You would still ask Audi first though if you were unsure but I would say the above is 95% correct.

If your friend works with metal I would apply common sense in working out a few things...

1. He would/should be a competent welder and cutter of all metal materials 
( He should be able to cut a hole in the muffler and weld a tailpipe exit on the outlet in about 20 minutes.)

2. If he cuts a hole in the muffler and it just will not work out the way you expected, re-weld the cut metal portion back into the muffler to reseal..?

3. The only thing I would not be sure of if is the muffler is sectioned internally to only allow gases to flow down one side of the muffler, this will still work but the NEW welded tailpipe will be for show only.

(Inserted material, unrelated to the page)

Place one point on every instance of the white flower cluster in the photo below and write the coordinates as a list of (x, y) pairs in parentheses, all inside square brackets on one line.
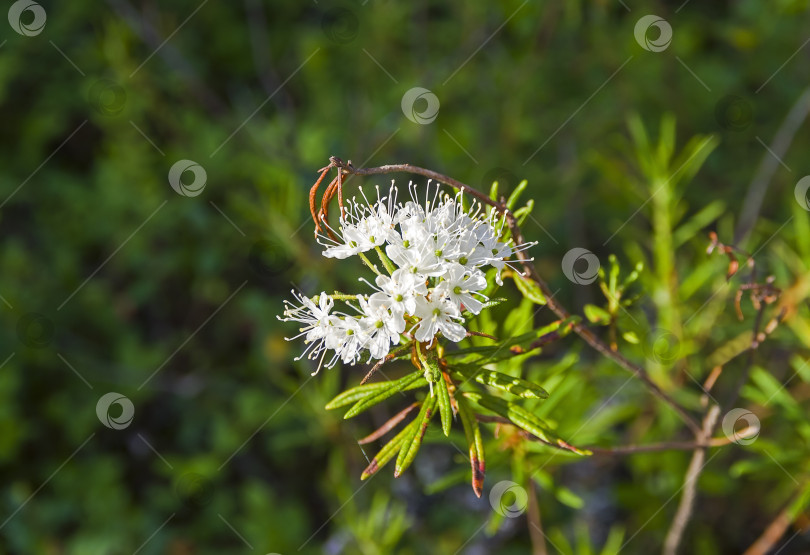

Overall to weld one on for show should be a piece of cake, to modify into a true dual outlet muffler may prove more difficult depending on the internal design of the muffler as I am not sure if the TTS internal sections of the muffler differ.

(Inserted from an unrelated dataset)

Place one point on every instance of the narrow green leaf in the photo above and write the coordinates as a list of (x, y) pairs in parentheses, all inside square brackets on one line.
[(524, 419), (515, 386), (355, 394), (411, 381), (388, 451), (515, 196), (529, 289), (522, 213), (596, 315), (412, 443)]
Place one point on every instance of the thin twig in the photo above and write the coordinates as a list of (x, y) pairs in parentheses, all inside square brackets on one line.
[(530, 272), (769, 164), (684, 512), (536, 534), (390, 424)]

Either way the only way to work it out as said before would be to take to him or exhaust fitter. You would only be charged 1-2 hours max for labour.


----------



## aleicgrant (Oct 17, 2005)

shame your not in the US> I would sell you my TTS exhaust with quad tips


----------



## Hadaak (Dec 25, 2008)

Nice tips:


----------



## Hadaak (Dec 25, 2008)

here is a pic of the exhaust right side on a TT 2.L TFSI:










and the left side:


----------



## jalms (May 24, 2009)

Cheers Hadaak!

From what I see, it's perfectly possible to assemble exhaust pipes on the other side.... and on what concerns to the bumper, should it be enough just to swap the valance to a 2-exits one?


----------



## Hadaak (Dec 25, 2008)

I might just cut the same valence using the left side dimensions... 
i would like to compare the part number of this muffler to the TTS or V6 one. just to ses if the outlet is really there.
another issue is where to find the same tips as the left side. My friend ca fabricate them in his shop in case Audi don't sell them.

the last issue is : to weld the tips without removing the muffler from the car or to remove the muffler to avoid damaging the car electronic system !!!! i'll go for removing then welding.

projet will start second week of septembre  till then your opinions are welcome :mrgreen:


----------



## Hardrhino (Apr 30, 2009)

Knowing how lazy, sorry, cost conscious car manufacturers are i bet this is the same exhaust as many a TT.

Looking at the layout on mine, a 2ltr i would say the inlet pipe runs into a baffled T' section one end opened and one end capped. Take off the right side and if you can see day light out the other end and its perforated through the box then your laughing.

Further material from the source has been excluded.